Oliver,

I understand. But... we are swimming in a sea of imperative programmers. A
lot of FP is not obviously better for them.

>From my POV, this is Elm's greatest strength and weakness.

It would be so easy to be a PureScript and corner a hardcore niche, where
'power' is everything.

Elm has a larger goal - to bring FP to the masses.

I am sure abstractions will come in good time, but they will be added
carefully with a lot of thought.

So... I totally understand, but there's not a lack of 'powerful' FP out
there, there's a lack of FP for the masses.

This is extremely challenging in all sorts of ways, and an open question of
whether it's even possible.

But this I believe is what Elm is aiming to do.

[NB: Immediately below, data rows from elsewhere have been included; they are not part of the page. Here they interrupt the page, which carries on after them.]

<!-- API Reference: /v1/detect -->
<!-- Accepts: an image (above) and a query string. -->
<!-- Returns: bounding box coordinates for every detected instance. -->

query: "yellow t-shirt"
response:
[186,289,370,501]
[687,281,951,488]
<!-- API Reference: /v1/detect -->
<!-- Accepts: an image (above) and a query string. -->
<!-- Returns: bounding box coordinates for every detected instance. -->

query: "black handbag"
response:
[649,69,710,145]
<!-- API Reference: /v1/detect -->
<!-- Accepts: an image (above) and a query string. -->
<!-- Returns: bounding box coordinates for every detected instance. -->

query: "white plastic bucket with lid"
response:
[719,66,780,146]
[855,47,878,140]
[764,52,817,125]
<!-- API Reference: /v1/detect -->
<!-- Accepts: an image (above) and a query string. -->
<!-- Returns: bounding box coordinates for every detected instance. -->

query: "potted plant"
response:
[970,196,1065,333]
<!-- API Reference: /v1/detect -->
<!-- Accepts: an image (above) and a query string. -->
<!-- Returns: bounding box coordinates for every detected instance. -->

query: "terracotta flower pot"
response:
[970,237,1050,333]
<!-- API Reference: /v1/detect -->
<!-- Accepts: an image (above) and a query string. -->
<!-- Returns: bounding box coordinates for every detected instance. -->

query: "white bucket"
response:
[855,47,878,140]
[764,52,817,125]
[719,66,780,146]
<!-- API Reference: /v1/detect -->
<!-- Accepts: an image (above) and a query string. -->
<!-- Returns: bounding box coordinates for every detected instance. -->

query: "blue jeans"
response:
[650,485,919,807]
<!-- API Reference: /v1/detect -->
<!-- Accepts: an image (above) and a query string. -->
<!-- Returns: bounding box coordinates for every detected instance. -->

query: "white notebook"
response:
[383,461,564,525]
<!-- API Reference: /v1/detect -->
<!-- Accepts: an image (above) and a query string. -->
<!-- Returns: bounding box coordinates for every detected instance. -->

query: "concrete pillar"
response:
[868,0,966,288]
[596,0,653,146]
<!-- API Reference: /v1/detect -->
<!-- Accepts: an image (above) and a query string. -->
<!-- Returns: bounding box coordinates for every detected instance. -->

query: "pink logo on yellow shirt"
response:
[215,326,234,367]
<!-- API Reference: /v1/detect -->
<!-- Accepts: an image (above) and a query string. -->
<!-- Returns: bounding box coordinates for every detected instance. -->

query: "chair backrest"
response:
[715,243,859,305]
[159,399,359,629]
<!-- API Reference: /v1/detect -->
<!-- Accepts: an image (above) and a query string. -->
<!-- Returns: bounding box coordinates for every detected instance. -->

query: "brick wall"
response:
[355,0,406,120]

Who knows whether it will fail or not. No one really knows. I know it's
worth a shot though!

John

On Thu, 24 Nov 2016 at 11:34 Oliver Searle-Barnes <[email protected]> wrote:

> I'm definitely still in the process of moving my thinking into a
> functional approach (currently working through Programming Haskell and Bartosz
> Milewski <https://www.youtube.com/user/DrBartosz>'s Category Theory
> series on youtube, both recommended by other Elmers so thanks!). The lack
> of abstraction in Elm does seem like a major stumbling point at the moment,
> the problems I mentioned above are abundantly obvious for anyone that
> starts to use it (I say this with big love for Elm). I want more people to
> be able to enjoy Elm but these issues make it very difficult for beginners
> or even mid-level developers to get going quickly.
>
>
> On Thursday, 24 November 2016 11:00:36 UTC+1, Peter Damoc wrote:
>
> On Thu, Nov 24, 2016 at 11:17 AM, Oliver Searle-Barnes <[email protected]>
> wrote:
>
> The fact remains though that I don't feel I can offer a sound
> justification as to why it's far more complicated to do these things in
> Elm. Elm strives to be easy for users to understand, in this area it is
> decidedly more complicated than the existing alternatives.
>
>
> The class of problems you described is precisely the class of problems
> that Object Oriented Programming solves easily.
> It is the class of problems where, as a library developer, you provide and
> API and you allow the client to do multiple implementation of an interface,
> (e.g. the interface of a web-component or the interface of a debounceable
> app).
>
> Implementing something that solves this issue is non-trivial because it
> can be a source of chaos (complexity).
> Approaching the Expression Problem
> <https://en.wikipedia.org/wiki/Expression_problem> Elm chose defer
> solving it for later implementing only a few practical facilities like
> toString (allows extension of cases without recompilation)
>
>
>
> --
> There is NO FATE, we are the creators.